BACKGROUND: Québec was the Canadian province most impacted by COVID-19, with 401,462 cases as of September 24th, 2021, and 11,347 deaths due mostly to a very severe first pandemic wave. In April 2020, we assembled the Coronavirus Sequencing in Québec (CoVSeQ) consortium to sequence SARS-CoV-2 genomes in Québec to track viral introduction events and transmission within the province. METHODS: Using genomic epidemiology, we investigated the arrival of SARS-CoV-2 to Québec. We report 2921 high-quality SARS-CoV-2 genomes in the context of > 12,000 publicly available genomes sampled globally over the first pandemic wave (up to June 1st, 2020). By combining phylogenetic and phylodynamic analyses with epidemiological data, we quantify the number of introduction events into Québec, identify their origins, and characterize the spatiotemporal spread of the virus. RESULTS: Conservatively, we estimated approximately 600 independent introduction events, the majority of which happened from spring break until 2 weeks after the Canadian border closed for non-essential travel. Subsequent mass repatriations did not generate large transmission lineages (> 50 sequenced cases), likely due to mandatory quarantine measures in place at the time. Consistent with common spring break and "snowbird" destinations, most of the introductions were inferred to have originated from Europe via the Americas.

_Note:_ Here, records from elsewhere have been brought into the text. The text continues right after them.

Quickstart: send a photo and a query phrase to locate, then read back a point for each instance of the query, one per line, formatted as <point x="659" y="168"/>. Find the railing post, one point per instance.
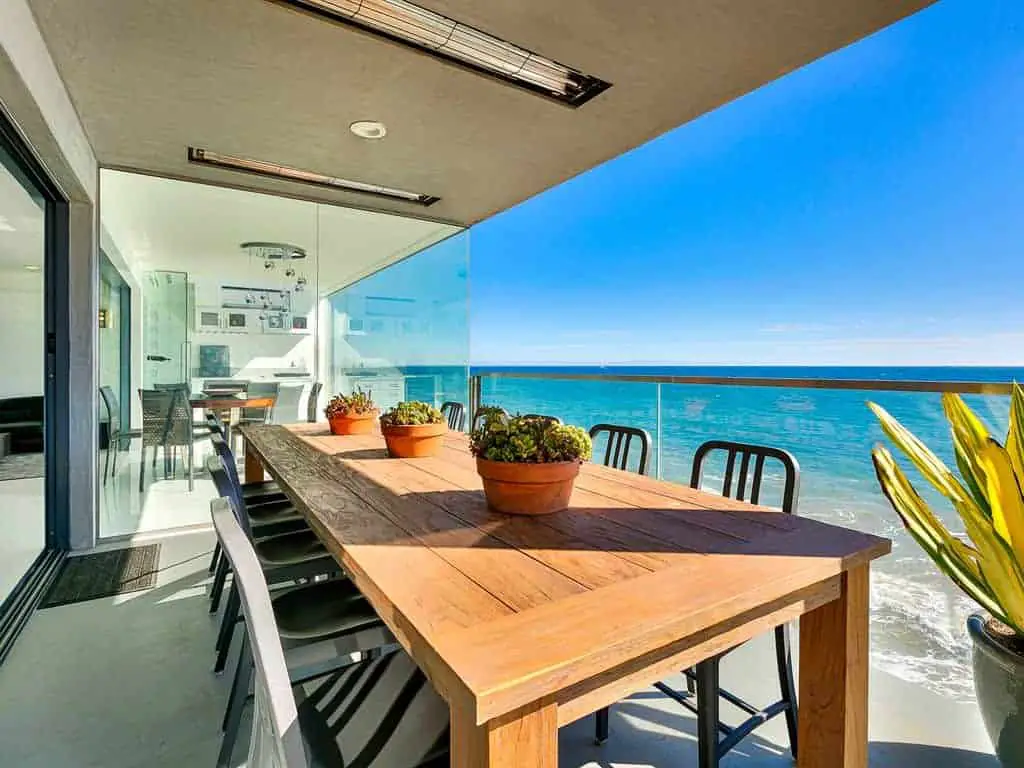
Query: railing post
<point x="475" y="393"/>
<point x="657" y="416"/>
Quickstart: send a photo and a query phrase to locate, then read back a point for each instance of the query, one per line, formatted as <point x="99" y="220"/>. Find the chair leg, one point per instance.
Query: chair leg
<point x="217" y="588"/>
<point x="215" y="559"/>
<point x="227" y="623"/>
<point x="141" y="468"/>
<point x="783" y="658"/>
<point x="236" y="702"/>
<point x="601" y="726"/>
<point x="708" y="713"/>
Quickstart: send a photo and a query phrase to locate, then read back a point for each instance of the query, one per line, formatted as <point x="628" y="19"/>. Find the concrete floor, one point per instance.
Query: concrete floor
<point x="126" y="683"/>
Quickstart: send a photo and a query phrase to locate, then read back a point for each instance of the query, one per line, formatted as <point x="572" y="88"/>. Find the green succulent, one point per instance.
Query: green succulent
<point x="349" y="404"/>
<point x="527" y="439"/>
<point x="411" y="414"/>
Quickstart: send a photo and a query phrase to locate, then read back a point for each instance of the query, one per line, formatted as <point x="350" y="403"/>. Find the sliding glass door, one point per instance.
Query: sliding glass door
<point x="23" y="379"/>
<point x="33" y="382"/>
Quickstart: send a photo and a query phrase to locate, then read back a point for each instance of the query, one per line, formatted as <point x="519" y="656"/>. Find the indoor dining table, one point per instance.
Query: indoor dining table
<point x="224" y="404"/>
<point x="523" y="625"/>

Once introduced into Québec, viral lineage sizes were overdispersed, with a few lineages giving rise to most infections. Consistent with founder effects, the earliest lineages to arrive tended to spread most successfully. Fewer than 100 viral introductions arrived during spring break, of which 7-12 led to the largest transmission lineages of the first wave (accounting for 52-75% of all sequenced infections). These successful transmission lineages dispersed widely across the province. Transmission lineage size was greatly reduced after March 11th, when a quarantine order for returning travellers was enacted. While this suggests the effectiveness of early public health measures, the biggest transmission lineages had already been ignited prior to this order. CONCLUSIONS: Combined, our results reinforce how, in the absence of tight travel restrictions or quarantine measures, fewer than 100 viral introductions in a week can ensure the establishment of extended transmission chains.